How Different Media Change the Result
Relative permittivity er tells you how strongly a medium weakens electrostatic interaction compared to vacuum. The larger er is, the lower the effective Coulomb constant in that material. As a result, for fixed charges and fixed force, the computed distance often decreases when er increases. This is why electrostatic behavior in air can look very different from behavior in liquid water.

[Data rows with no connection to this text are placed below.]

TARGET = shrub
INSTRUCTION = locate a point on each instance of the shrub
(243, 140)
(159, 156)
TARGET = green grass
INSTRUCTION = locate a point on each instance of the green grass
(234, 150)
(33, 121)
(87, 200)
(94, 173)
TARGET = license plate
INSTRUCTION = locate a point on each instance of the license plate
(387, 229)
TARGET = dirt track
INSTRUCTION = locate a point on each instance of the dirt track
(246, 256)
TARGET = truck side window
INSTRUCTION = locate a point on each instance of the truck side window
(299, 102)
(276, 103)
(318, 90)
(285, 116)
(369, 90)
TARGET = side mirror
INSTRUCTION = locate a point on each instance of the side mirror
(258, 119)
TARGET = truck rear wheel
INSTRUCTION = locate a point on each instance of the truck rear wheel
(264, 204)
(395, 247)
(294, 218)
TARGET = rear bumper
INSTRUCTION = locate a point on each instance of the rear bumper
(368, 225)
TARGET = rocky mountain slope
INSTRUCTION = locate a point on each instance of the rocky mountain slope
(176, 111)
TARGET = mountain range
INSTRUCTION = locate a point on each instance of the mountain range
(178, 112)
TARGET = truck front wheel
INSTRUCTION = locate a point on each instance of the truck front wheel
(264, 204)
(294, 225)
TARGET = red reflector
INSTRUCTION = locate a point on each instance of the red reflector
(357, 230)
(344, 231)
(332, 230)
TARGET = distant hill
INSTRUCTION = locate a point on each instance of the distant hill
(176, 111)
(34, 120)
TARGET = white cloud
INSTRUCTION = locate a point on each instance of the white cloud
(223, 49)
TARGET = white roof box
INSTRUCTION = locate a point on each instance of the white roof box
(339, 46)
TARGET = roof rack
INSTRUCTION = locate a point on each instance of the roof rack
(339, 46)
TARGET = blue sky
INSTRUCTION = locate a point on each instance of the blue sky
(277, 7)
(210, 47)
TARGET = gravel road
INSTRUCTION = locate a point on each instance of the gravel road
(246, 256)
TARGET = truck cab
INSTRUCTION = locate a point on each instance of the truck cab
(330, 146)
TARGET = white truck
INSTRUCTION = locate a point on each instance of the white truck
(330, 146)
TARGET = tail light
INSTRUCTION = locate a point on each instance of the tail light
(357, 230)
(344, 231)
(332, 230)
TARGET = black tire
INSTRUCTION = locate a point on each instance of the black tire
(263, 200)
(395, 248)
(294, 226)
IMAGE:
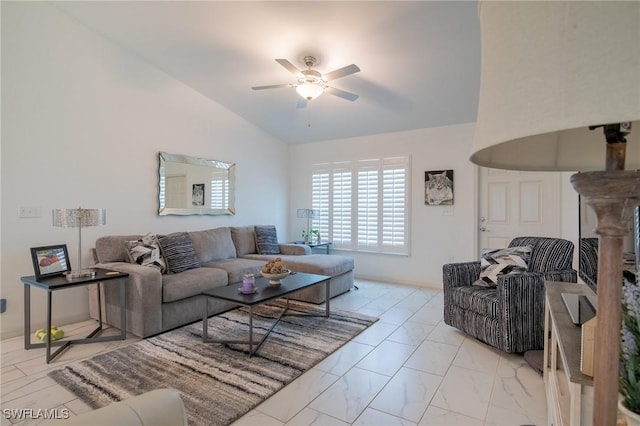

| Medium | Relative Permittivity (er, approx.) | Effect on Electrostatic Force | Common Use Context |
|---|---|---|---|
| Vacuum | 1.0000 | Baseline, strongest reference force | Fundamental physics models |
| Dry Air | 1.0006 | Very close to vacuum behavior | Most classroom and lab problems |
| Mineral Oil | ~2.1 | Force is roughly half of vacuum case | Insulation in transformers |
| Glass | ~4 to 7 (typical 4.7) | Force significantly reduced | Dielectric materials |
| Water at 20C | ~80.1 | Force strongly screened | Chemistry and biological systems |
Worked Example
Suppose q1 = 2 uC, q2 = 5 uC, F = 0.45 N in air. Convert first: q1 = 2 x 10^-6 C, q2 = 5 x 10^-6 C, F = 0.45 N. For air, use er = 1.0006, so k_air = 8.9875517923 x 10^9 / 1.0006. Insert values: r = sqrt(k_air x |q1 x q2| / F). The result is around 0.447 m, or 44.7 cm, depending on rounding. The calculator above performs this sequence automatically and visualizes how force changes with distance.
Common Mistakes and How to Avoid Them
- Wrong unit prefixes: micro (u) is 10^-6, nano is 10^-9, milli is 10^-3.
- Forgetting absolute value: use |q1 x q2| for magnitude-based distance.
- Force entered as zero: division by zero is physically invalid for this equation.
- Ignoring medium: water and dielectric solids can change outcomes by large factors.
- Rounding too early: keep extra significant figures until the final line.
Interpreting the Chart
The chart generated by the calculator shows force versus distance for your chosen charges and medium. The line follows a steep inverse square curve. At short distance, force rises quickly; at longer distance, force drops sharply. Your solved point is highlighted on the same graph so you can see where your measured force sits on the curve. This is useful for checking whether a measurement belongs in a physically plausible range.
When This Formula Is Valid
Coulomb’s law is most accurate for point charges or spherically symmetric charges where separation is much larger than charge size. In conductive objects, charge redistribution can alter local field patterns. In complex geometries, you may need integration or numerical simulation. Still, this equation is the standard first calculation and is widely used as a design estimate.
Related Advanced Concepts
- Electric field relation: E = F/q can connect force measurements to field mapping.
- Potential energy: U = k q1 q2 / r provides energetic interpretation of separation.
- Superposition principle: in many charge systems, total force is vector sum of pairwise interactions.
- Dielectric polarization: explains why high er materials reduce effective interaction.
Authoritative Learning Resources
For validated constants and deeper reading, use trusted educational and scientific references:
- NIST: Coulomb Constant Reference (physics.nist.gov)
- Georgia State University HyperPhysics: Electric Force (gsu.edu)
- MIT OpenCourseWare Electricity and Magnetism (mit.edu)
Final Takeaway
To calculate the distance between two charges, you only need three inputs: charge 1, charge 2, and force. Convert everything to SI units, choose the correct medium, and apply r = sqrt(k x |q1 x q2| / F). If you follow those steps consistently, you will obtain reliable and physically meaningful results for most electrostatics tasks. Use the calculator for fast computation, then use the chart and guide to verify reasonableness and improve conceptual understanding.